I enjoyed these. I think you have some strong ingredients for a series, and I look forward to one day reading it. Here we get a small look at this world, and I imagine that in each further instalment we would learn more. I definitely sense a journey / quest on the horizon, into and through that wood.

Winter knows: So, the house is magical. It burns down completely and is there again in the morning. I like that he is excited when the house is gone. It's suggestive. Of some sort of freedom, perhaps. I enjoy the description of the imagined journey -- the dark water the colour of the sky and the rabbits, crows and bears.

You might lose "hanging from his hand". It doesn't seem to add anything. It's exactly how I imagine a bucket of water being carried.

I find "old house's brown-board wall" a bit of mouthful and would prefer, "the brown-board wall of the old house".

Something about "will become aware" feels a bit flat, or like it could be tightened. Is there a single verb that could replace "become aware". Something like "notice", "learn" or "discover" maybe -- though I guess they don't have quite the same sense.

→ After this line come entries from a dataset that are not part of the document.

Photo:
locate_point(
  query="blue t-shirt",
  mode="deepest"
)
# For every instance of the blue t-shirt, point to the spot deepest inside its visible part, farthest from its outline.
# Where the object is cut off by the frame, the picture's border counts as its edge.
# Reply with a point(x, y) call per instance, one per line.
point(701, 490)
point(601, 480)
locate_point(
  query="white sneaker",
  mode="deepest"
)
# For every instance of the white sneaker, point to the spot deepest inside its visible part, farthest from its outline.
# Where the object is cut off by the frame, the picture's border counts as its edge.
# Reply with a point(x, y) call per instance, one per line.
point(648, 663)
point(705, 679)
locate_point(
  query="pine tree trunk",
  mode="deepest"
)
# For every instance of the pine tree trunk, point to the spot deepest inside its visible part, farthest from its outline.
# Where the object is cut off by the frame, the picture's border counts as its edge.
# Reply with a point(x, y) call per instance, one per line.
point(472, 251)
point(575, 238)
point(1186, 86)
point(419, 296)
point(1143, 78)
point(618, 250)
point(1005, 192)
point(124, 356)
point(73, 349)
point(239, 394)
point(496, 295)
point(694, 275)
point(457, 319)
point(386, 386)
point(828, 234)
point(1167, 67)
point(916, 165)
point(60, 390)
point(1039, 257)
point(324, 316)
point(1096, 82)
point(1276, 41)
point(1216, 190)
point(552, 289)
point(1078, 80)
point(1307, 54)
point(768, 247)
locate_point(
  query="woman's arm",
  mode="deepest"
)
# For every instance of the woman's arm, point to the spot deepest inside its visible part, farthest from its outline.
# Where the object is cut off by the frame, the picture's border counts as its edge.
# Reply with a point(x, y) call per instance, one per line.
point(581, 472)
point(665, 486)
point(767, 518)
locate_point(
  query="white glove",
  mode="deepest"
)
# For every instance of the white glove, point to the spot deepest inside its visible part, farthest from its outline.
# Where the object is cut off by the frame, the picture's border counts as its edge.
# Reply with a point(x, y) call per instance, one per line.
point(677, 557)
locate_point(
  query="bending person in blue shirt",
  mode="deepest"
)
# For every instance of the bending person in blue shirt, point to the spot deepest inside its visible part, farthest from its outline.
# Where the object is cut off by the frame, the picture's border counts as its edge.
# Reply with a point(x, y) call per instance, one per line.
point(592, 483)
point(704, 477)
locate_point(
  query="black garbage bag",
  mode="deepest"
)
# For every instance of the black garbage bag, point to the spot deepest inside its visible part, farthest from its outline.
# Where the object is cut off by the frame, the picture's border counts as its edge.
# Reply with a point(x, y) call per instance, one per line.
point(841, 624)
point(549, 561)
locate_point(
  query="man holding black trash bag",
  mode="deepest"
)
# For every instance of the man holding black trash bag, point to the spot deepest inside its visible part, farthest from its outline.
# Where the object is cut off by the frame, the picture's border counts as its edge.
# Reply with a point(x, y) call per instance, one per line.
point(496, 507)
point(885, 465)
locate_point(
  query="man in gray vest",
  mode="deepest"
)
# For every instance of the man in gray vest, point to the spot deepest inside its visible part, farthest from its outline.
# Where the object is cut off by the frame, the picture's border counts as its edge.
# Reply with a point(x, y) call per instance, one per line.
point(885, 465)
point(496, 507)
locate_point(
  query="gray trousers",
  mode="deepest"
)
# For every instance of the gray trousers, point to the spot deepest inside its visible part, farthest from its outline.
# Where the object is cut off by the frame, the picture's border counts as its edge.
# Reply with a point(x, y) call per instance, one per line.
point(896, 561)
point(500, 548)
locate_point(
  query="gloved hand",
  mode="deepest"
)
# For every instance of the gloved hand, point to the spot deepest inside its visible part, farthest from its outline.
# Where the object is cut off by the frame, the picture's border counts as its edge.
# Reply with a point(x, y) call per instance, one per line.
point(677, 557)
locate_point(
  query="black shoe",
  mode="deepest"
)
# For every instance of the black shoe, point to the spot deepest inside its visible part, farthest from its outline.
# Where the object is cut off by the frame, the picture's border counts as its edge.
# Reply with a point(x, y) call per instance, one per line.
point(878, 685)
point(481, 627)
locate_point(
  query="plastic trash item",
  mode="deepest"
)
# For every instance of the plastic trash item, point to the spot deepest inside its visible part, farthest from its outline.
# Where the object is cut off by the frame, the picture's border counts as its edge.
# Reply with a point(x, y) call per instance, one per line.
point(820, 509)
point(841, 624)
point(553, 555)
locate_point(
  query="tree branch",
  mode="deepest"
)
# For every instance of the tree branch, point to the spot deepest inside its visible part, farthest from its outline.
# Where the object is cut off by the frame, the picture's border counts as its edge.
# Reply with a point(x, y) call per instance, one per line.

You need a comma after "black water", I think.

Walnuts out of their shells gives us a possibly magical disappearing woman. I get the sense that she is a mother-figure or sorts, and that maybe the boy lacks a mother (or a loving one). Also, we get a little closer to that forest. Again I like the nature description, the naming of the birds.

Sentence 2. Is the waking and walking a single event, or the general case? In context it sounds like the latter, in which I wonder if you need a "would" before "wake"?

"She held walnuts out of their shells in her hand" Struck me as a little awkward/odd about the current phrasing, because it's not quite clear what's going on with the verb. "holding walnuts out of the shells" might mean prevent the nuts from returning, or she holds them just above their shells, say. Also, it seems first as if the verb is "to hold out" but then isn't. I don't know. But does "She held shelled walnuts in her hand" convey anything less than you want to say?

At the close I'm wondering how it follows from her being gone that no one else would visit her. She might be in the forest rather than at its edge and just as visitable.